So here are some of the things I might make:
1. Poha as in mostly ‘kande pohe’.
2. Cheela/ Pudla
3. Masala toast
4. Indian Omelette
5. Handwo piece
7. Vaghareli rotli
8. Dhokla chutney
9. Idli sambhar
10. Leftover sabji
1. Kande Pohe:
The dish derives its name from Maharashtra where the Kande Pohe are celebrated as breakfast. They can of course like any breakfast, be eaten at any time.
Pohe/ Poha are steamed rice grains that have been beaten flat and then again redried. So they are like Rice flakes. Except they are hand pounded, so have a knobbly texture.
You get several varieties in the market. I prefer the thick white variety.
1 cup dry poha per person
1 medium onion sliced
1/2 jalapeno deseeded
1 sprig curry leaves
2 small garlic cloves
1/4 t cumin seeds
1/8 t asafoetida
1/4 t turmeric
small handful of cilantro leaves
1T fresh grated coconut
2 T Peanut oil
salt to taste
sugar to taste
In a pan heat some oil and add cumin seeds. When the seeds sputter, add sliced onions and stir. Saute on medium heat till they turn slightly browned here and there. Do not burn the onions.

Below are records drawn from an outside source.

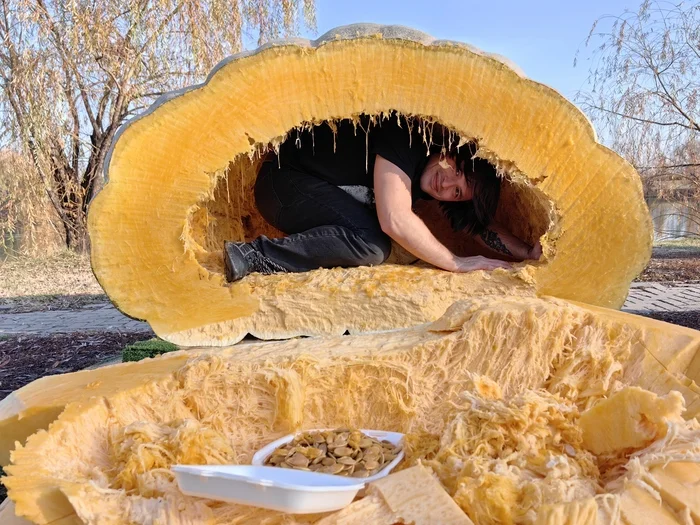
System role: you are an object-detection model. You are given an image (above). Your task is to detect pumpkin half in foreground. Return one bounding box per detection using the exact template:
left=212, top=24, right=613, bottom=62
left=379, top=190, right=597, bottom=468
left=89, top=24, right=651, bottom=346
left=0, top=297, right=700, bottom=525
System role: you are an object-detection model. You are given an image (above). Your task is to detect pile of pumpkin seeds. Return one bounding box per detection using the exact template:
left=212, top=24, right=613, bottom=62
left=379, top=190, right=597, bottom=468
left=265, top=428, right=401, bottom=478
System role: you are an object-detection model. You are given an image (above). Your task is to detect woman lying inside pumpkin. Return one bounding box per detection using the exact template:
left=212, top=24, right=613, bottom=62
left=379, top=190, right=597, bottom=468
left=224, top=115, right=542, bottom=281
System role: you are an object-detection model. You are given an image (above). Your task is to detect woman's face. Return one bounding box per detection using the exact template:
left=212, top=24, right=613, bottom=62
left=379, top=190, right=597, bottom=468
left=420, top=153, right=472, bottom=202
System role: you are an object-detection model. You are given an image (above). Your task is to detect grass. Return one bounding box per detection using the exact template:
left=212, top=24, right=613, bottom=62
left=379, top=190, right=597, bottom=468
left=0, top=250, right=108, bottom=313
left=654, top=237, right=700, bottom=248
left=122, top=337, right=179, bottom=363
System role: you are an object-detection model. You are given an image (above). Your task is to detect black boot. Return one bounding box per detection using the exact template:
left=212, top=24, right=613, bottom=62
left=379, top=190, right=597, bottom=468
left=224, top=241, right=287, bottom=283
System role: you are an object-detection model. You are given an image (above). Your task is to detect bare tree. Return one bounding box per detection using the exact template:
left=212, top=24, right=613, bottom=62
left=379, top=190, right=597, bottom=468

Meanwhile wash the Poha in a colander and drain. Do this two or three times to get rid of any dirt and also to allow them to rehydrate. They do not need soaking. Fluff the poha with a fork. Add salt sugar turmeric asafoetida and chopped cilantro. Mix and set aside.

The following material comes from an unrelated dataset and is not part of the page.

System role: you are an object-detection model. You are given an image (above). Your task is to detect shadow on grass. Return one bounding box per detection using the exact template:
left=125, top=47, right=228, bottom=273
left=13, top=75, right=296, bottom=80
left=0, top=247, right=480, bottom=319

Once the onions are ready add minced garlic and chopped jalapeno along with the curry leaf sprig.
Turn the heat to low and add the poha mixture. Stir to coat and to allow the turmeric and asafoetida to cook. The poha will turn mildly yellow and start giving a wonderful fragrance.
Turn off the heat. Fluff gently and plate. Garnish with fresh grated coconut and a squeeze of lemon juice.
Finger licking good!!
Now when I make this next I will post a picture.
Update: Ok I felt the urge to have Kande Pohe for tonight’s dinner. So here is a picture. I am certain to enjoy it for breakfast as well. The measurement of 1 cup poha per person is too much for one meal. But carried over to another meal thats super good! I will also have some stir fried bok choy greens made in the same kadhai after the poha was done, and some cooked and sliced beetroot for salad. My family will add some haldiram sev on the poha for extra crunch! And we will all have some chaas to round off this meal.
2. Cheela/ Pudla
These are essentially crepes but in the Indian style.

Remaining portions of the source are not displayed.